= Tuberculosis Structural Genomics Consortium =

International science consortium

The TB Structural Genomics Consortium (TBSGC) is a worldwide consortium of scientists developing a foundation for tuberculosis diagnosis and treatment by determining the three-dimensional structures of proteins from M. tuberculosis founded in 2000 as a part of the Protein Structure Initiative. The consortium seeks to solve structures of proteins that are of great interest to the TB biology community. A major goal of the consortium is to have a putative function for every ORF in the TB genome.

==Activities==
As of June 2006, 82 TB protein structures have been determined, 15 since January 1, 2006. The database of linked structural and functional information that has been constructed using this information can form a lasting basis for understanding M. tuberculosis pathogenesis and for structure-based drug design.

As of June 2006, the TB Structural Genomics Consortium consists of 430 active members in 148 laboratories from 83 institutions across 15 countries. Consortium laboratories are collectively responsible for 3.3% of all protein structures in the protein data bank and have extensive records of methods development.
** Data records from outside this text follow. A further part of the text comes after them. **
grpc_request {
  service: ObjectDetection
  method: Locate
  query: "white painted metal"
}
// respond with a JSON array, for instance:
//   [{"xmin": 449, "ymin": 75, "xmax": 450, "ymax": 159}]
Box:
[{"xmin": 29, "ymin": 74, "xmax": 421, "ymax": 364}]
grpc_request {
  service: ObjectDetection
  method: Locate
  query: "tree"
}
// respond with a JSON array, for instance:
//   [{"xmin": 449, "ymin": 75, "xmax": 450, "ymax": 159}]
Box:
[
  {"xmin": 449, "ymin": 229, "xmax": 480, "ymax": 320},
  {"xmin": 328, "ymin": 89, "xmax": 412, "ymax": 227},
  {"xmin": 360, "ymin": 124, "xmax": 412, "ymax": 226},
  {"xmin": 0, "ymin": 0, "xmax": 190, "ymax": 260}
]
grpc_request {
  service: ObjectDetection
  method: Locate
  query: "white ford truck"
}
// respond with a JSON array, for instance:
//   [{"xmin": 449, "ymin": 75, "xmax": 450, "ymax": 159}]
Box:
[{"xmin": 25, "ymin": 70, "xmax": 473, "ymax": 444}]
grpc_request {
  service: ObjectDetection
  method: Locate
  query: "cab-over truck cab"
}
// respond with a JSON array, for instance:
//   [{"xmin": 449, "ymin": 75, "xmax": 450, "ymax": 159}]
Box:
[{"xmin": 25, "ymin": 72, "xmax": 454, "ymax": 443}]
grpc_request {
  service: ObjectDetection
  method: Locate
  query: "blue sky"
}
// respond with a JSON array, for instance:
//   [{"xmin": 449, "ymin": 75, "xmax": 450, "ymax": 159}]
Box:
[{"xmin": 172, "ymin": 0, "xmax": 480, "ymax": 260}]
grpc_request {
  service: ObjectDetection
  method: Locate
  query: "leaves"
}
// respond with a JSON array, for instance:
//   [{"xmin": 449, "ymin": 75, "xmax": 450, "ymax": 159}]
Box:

Consortium members have carried out a pilot project on the structural genomics of a hyperthermophile that has identified bottlenecks in the structure determination process and resulted in the development of methodologies for high-throughput structure determination and analysis. The consortium has five core facilities (located at Lawrence Livermore National Laboratory, Los Alamos National Lab, Lawrence Berkeley National Laboratory, University of California, Los Angeles and Texas A&M University) that carry out an increasing fraction of routine tasks such as protein production, crystallization and X-ray data collection. Members of the consortium improve their productivity by sending materials to these facilities, receiving the resulting products or data, and reporting this activity to the database. This helps to minimize redundant pursuits of targets. This structural and functional information is publicly available.

The five core facilities available to consortium members provide services for cloning, expression, and purification of proteins as well as crystallization and subsequent diffraction and data analysis of protein crystals. Furthermore, a database has been developed to record all activity done within the consortium. This database also tracks the movement of materials between members and allows the up to the minute status to be recorded and available to all other members.